When to suspect this adverse reaction?
Patients who are chronically dependent on red cell transfusions (eg thalassaemia, red cell aplasia) will accumulate excess total body iron over time. Excessive iron is accumulated in certain organs such as the liver, heart and endocrine organs and affect their function.
Early symptoms are often vague such as muscle weakness, fatigue and weight loss. Later skin pigmentation, arthropathy, diabetes, impotence, cardiac failure and hepatic dysfunction can occur.(1,2)
Each unit of red cells contains about 250 mg of iron and the average rate of iron excretion is only about 1 mg/day. Therefore, iron overload can occur after transfusion of about 10 to 20 units of red cell.(1)
Severity of iron overload can be determined by measuring serum ferritin, MRI which assesses iron concentration in the heart and liver and occasionally by liver biopsy.(3)
What to do?
Treatment is aimed at removal of accumulated iron in the tissues by using iron chelating agents which form a complex with iron and promotes its excretion.(1,4)

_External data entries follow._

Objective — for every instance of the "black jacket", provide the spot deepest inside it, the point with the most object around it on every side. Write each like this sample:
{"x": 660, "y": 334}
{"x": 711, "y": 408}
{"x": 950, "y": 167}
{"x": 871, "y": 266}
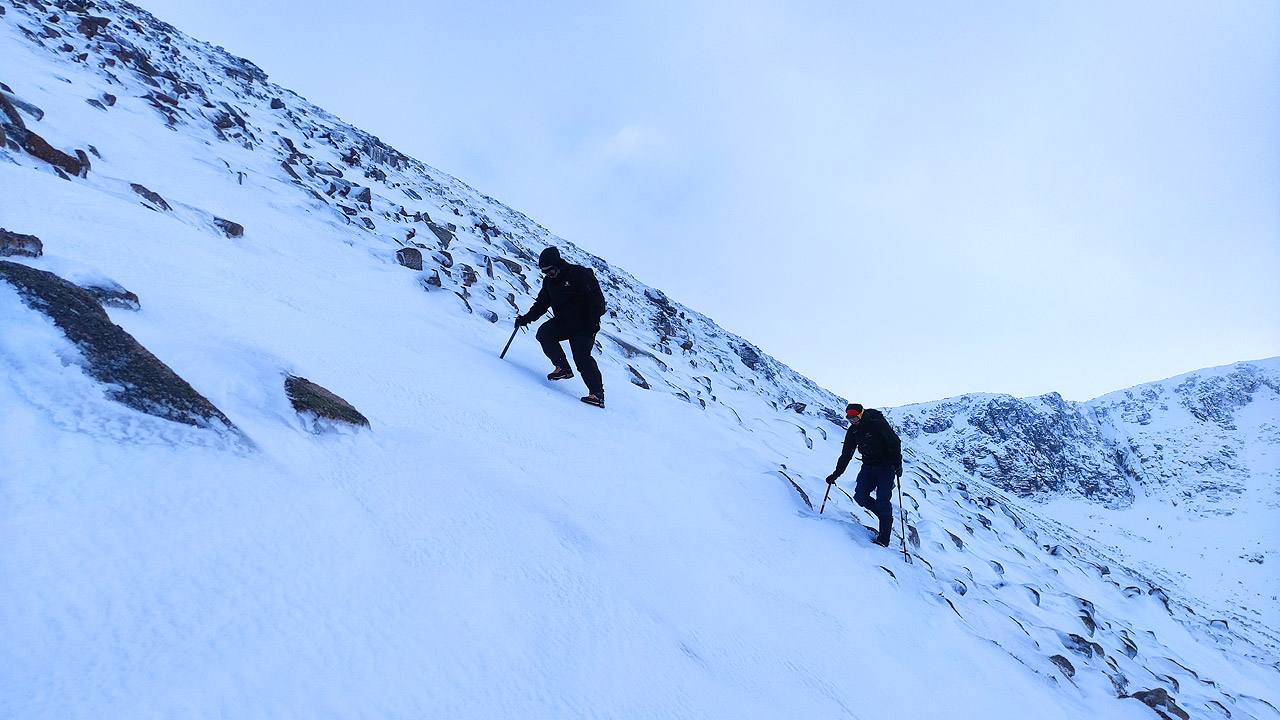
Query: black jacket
{"x": 575, "y": 296}
{"x": 876, "y": 438}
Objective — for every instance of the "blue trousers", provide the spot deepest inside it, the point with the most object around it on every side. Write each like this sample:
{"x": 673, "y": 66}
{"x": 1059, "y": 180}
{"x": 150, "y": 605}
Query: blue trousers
{"x": 878, "y": 478}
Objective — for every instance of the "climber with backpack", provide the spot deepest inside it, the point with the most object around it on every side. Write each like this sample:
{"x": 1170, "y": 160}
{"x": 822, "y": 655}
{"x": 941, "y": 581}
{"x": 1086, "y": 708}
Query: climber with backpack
{"x": 575, "y": 296}
{"x": 882, "y": 463}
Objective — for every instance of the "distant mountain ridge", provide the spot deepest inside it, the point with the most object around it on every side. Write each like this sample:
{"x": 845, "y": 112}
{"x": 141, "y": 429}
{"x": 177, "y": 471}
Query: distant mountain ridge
{"x": 458, "y": 240}
{"x": 1183, "y": 438}
{"x": 206, "y": 169}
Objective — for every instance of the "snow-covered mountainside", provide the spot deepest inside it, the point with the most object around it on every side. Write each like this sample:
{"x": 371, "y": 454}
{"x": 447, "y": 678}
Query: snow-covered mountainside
{"x": 1187, "y": 440}
{"x": 1179, "y": 477}
{"x": 200, "y": 269}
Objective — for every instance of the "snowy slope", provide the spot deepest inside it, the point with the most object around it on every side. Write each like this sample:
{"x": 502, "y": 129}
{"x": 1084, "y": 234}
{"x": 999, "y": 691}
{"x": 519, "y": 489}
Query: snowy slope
{"x": 489, "y": 547}
{"x": 1179, "y": 477}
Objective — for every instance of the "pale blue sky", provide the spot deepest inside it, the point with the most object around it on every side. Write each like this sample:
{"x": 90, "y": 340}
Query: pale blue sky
{"x": 903, "y": 201}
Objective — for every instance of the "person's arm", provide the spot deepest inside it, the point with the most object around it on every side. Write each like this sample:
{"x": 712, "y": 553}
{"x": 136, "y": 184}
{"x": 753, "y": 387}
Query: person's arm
{"x": 540, "y": 304}
{"x": 894, "y": 446}
{"x": 845, "y": 455}
{"x": 595, "y": 296}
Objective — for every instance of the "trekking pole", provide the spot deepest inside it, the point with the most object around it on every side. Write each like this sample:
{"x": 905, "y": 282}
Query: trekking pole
{"x": 508, "y": 342}
{"x": 903, "y": 510}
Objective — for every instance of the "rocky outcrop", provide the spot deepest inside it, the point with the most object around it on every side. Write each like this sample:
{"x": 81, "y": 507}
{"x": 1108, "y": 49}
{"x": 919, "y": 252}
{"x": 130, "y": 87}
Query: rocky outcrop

- Fung, MK, Grossman BJ, Hillyer CD, Westhoff CM (ed). Non-infectious complications of blood transfusion. Chapter 27, AABB Technical Manual, 18th editon. AABB, Besthesda, 2014.
- Harmening DM (ed). Chapter 18, Adverse Effects of Blood Transfusion. Modern Blood Banking and Transfusion Practices, 5th edition. FA Davis Company, Philadelphia, 2005.
- Fleming RE and Ponha P. Iron overload in human disease. N Engl J Med 2012 Jan 26;366:348-359.
- Brittenham GM. Iron-chelating therapy for transfusional iron overload. New England Journal of Medicine 2011 Jan 13;364(2):146–156.